Jamaican fraudster sentenced in North Texas to 6 ½ years in federal prison for running lottery/sweepstakes scam

Defendant also must pay more than $500,000 in restitution

FORT WORTH, Texas — A Jamaican man residing in the United States was sentenced Monday to 6½ years in federal prison and ordered to pay $505,403 in restitution to the victims.  

This sentence was announced by U.S. Attorney John Parker of the Northern District of Texas.  The U.S. Postal Inspection Service, and U.S. Immigration and Customs Enforcement’s (ICE) Homeland Security Investigations (HSI) investigated this case.

Andre Hugh Saunders, 35, aka David Turner, has been in custody since his arrest in October 2015 in New York on a criminal complaint. He resided in and/or operated the scam out of Jamaica, Florida and New York. Saunders is a citizen of Jamaica and a U.S. permanent resident.

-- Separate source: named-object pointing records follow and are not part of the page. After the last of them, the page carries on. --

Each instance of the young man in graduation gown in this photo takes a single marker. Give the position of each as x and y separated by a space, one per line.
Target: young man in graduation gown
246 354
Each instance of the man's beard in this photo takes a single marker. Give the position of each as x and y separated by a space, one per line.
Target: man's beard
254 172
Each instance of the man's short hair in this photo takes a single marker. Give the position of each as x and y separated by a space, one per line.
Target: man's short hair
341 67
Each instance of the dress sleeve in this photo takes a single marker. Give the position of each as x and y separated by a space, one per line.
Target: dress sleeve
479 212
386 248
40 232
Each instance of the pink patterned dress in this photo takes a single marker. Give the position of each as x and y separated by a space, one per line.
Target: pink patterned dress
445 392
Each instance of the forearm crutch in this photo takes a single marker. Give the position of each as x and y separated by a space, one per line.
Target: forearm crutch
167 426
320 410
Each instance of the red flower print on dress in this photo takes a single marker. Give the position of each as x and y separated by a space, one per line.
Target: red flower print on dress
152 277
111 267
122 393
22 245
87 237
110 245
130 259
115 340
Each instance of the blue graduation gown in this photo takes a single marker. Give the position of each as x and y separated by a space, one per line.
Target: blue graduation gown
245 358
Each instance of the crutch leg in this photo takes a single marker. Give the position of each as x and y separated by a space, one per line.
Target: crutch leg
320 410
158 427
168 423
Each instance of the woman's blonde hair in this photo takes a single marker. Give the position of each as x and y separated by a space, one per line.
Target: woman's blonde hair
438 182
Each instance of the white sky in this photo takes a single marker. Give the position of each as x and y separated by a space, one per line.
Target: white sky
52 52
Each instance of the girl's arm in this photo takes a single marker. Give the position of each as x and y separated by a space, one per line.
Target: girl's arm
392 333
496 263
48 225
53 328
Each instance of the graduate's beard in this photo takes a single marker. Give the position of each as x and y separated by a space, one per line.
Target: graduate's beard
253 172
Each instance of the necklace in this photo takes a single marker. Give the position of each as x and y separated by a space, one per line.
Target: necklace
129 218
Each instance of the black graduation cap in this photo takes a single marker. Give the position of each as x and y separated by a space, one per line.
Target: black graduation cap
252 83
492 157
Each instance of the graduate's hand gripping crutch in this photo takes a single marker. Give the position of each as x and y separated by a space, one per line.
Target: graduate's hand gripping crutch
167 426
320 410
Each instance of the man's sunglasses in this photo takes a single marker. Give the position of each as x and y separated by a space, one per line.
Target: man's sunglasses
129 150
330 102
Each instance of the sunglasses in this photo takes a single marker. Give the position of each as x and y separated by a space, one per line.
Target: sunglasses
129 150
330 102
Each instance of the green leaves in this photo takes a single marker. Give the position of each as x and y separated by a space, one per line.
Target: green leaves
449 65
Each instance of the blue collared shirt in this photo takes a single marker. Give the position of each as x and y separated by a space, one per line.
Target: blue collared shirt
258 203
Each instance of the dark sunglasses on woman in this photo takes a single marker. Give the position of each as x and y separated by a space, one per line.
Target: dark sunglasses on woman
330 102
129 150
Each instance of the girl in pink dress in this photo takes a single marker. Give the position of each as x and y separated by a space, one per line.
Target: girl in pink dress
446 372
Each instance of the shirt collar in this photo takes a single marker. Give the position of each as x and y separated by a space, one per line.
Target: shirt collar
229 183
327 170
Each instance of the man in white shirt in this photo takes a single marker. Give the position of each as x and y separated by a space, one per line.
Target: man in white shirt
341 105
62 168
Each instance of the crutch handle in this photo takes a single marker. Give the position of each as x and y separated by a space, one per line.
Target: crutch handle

U.S. District Judge Reed C. O’Connor awarded this 78-month sentence and followed Saunders’ guilty plea in November 2015 to an indictment charging one count of mail fraud stemming from a lottery/sweepstakes scheme targeting elderly victims.

According to plea documents filed in the case, from about November 2012 to July 2015, Saunders defrauded a Fort Worth, Texas, resident by advising him he had won a multi-million-dollar prize in the “Las Vegas, Sidney, Australian Lottery and Sweepstakes,” but that he must pay various administrative fees and taxes prior to collecting the sweepstakes winnings. This Fort Worth resident believed he had won a sweepstakes and began sending money as Saunders directed.

As a result of the fraudulent lottery/sweepstakes scheme, Saunders obtained about $505,000 from elderly victims, including more than $300,000 from the Fort Worth victim.

Assistant U.S. Attorney Mark Nichols, Northern District of Texas, prosecuted this case.